6 thoughts on The unintended and ironic consequences of South Carolina’s new grandparent visitation statute

  1. S Keefer says:

    Good article Greg!!!

  2. Lucreita D. Becude, Esq. says:

    I am one such grandparent. My son passed away and I am now fighting with everything I have to see my granddaughter. I finally was able to see her for 45 minutes with her psycholigist, and some unknown relative who brought her to the meeting and would not allow alone time with her, after 7 months of NO communication whatsoever. My granddaughter is being harmed by this situation. She is totally lost. She is 9 1/2 years of age of has always been a part of my life from the day she was born and even after my son divorced her mother. I continued with his visitation dates to be with her as much as possible along with my mother who also passed four days after my sons death. This was a tremendous shock to my granddaughter who looks like a deflated baloon. No life, no expression and pressured beyong belief to feel that if she does not do what her mothers wants that she will lose her mother too. I can only tell you the pain in tremendous and seeing her only affirms my feelings that she needs desparately to see her father’s side of the family, her cousins and her half sister who is 3 and whom she bonded with. Thank you for your article. If you are interested in pursing turning over Troxel v. Granville, I would love to participate.

    1. Anon says:

      I am a parent who has been fighting grandparents for nearly 2 years now. My ex-wife passed when my daughter was 7 and since then, her parents took their anger out on me. They were never denied visitation with my daughter. I believe the anger stemmed from me moving on with my life. I have now spent around $35000 in legal bills defending myself from the constant misrepresentations.
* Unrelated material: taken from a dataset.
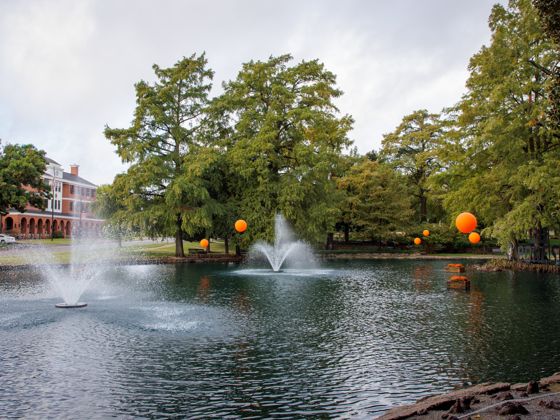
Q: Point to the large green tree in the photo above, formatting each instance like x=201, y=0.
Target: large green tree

Everytime we go back, grandma gets less. Out of desperation, I moved 5 states away. Think twice before you attempt to inject yourself between a parent and child. I will always do what is best for me and my child and having a hostile party in our lives is not it.

  3. Tracee says:

    Have not seen my grandson for 10yrs since my daughter passed away from cancer. Do not understand the reasoning why states are passing statutes that require grandparents to prove parent unfit? or harm standard, especially by clear and convincing evidence.
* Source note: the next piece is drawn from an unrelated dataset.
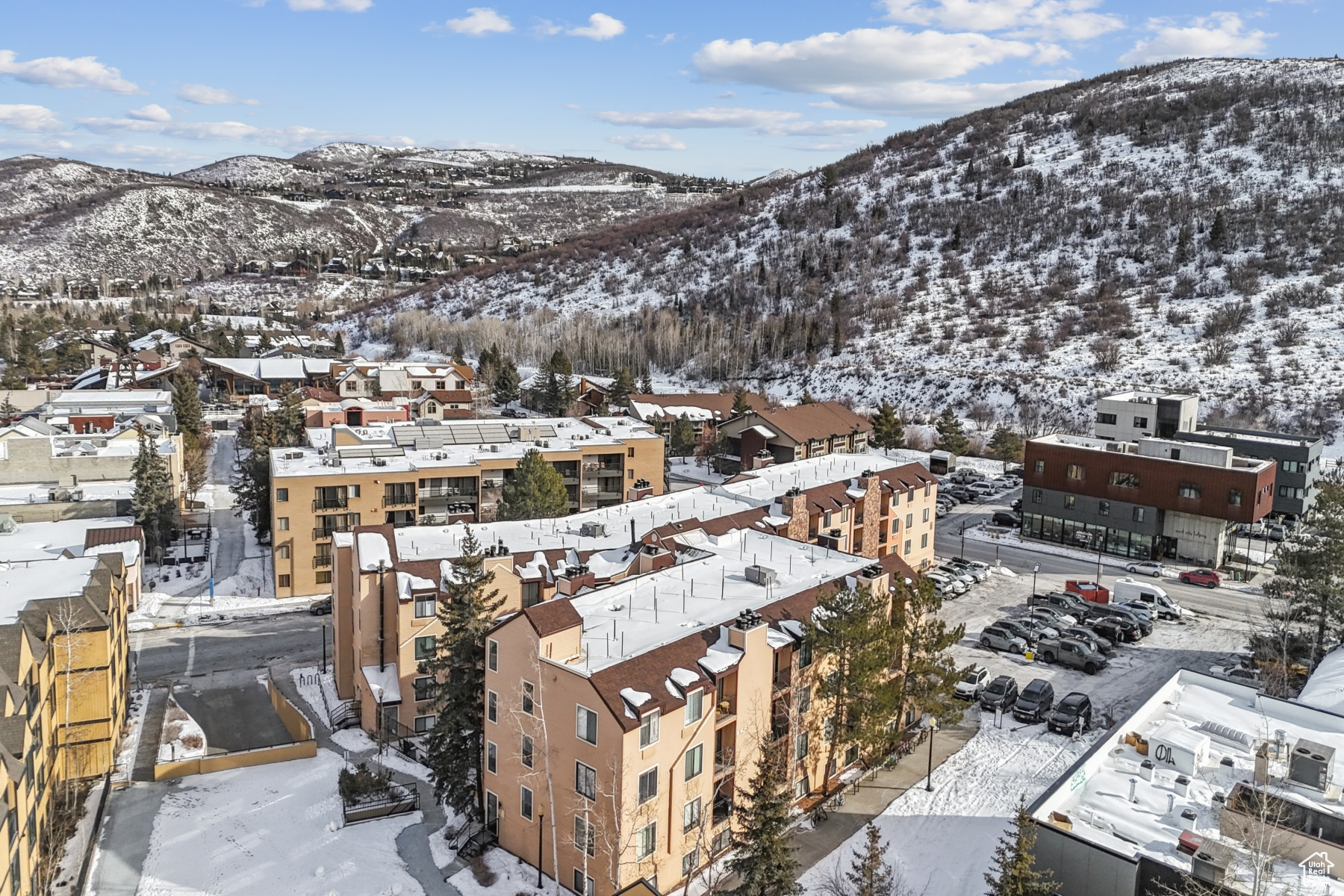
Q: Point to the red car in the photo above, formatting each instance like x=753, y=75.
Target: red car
x=1206, y=578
    If I thought the surviving parent was unfit than I would certainly pursue guardianship or custody, not just visitation. Visitation is usually just one or two days a month, quite a minimal intrusion on constitutional rights when it comes to cutting bonds with one side of a family.

    I don’t understand what is wrong with our courts and legislators. I know grandparents who have lost their children in war and are unable to visit their grandchildren. Those children will lose all memories of their parent because of a surviving parent’s constitutional right to say whom their children can have a relationship with.

  4. Anonymous says:

    I love this blog that you wrote, I’m a mother of my 2 year old daughter, struggling to get temporary custody terminated from the paternal grandparents (after being deceived and told I had to sign over rights in order to finish up school). Upon requesting her back, perjury was committed & now attempts to make me appear unfit to both my lawyer and the guardian ad litem.
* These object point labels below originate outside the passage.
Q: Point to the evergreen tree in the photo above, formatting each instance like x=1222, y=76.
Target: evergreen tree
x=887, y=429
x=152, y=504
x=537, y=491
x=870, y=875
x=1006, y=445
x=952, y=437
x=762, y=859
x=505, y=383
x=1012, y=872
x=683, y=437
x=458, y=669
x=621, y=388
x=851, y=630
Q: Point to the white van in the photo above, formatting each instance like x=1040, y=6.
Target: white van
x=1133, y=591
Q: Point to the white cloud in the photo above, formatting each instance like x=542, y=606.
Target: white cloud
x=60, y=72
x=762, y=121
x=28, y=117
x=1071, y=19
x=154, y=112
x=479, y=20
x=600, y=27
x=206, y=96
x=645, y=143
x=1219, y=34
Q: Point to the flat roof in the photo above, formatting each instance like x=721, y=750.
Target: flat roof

    Long story short, after brainwashing of my daughter, being held from seeing my daughter, the relationship is now bitter between the grandparents and myself. I’m wondering what deems the “grandparent maintained a relationship similar to a parent-child relationship with the minor child”, as they had her for 6 months; however, I took legal action within the first 3 months.

    What would a judge define “parent-child relationship”?

  5. Nancy Ryan says:

    How can a grandparent have an established relationship with a grand child that is a newborn? May son, unmarried to the mother of the child, is in the Army and can not have regular visation with his daughter so I would like to have regular visitation so that she knows our side of the family as well. How can I do this in South Carolina. I live less than 5 miles from her but she is a newborn.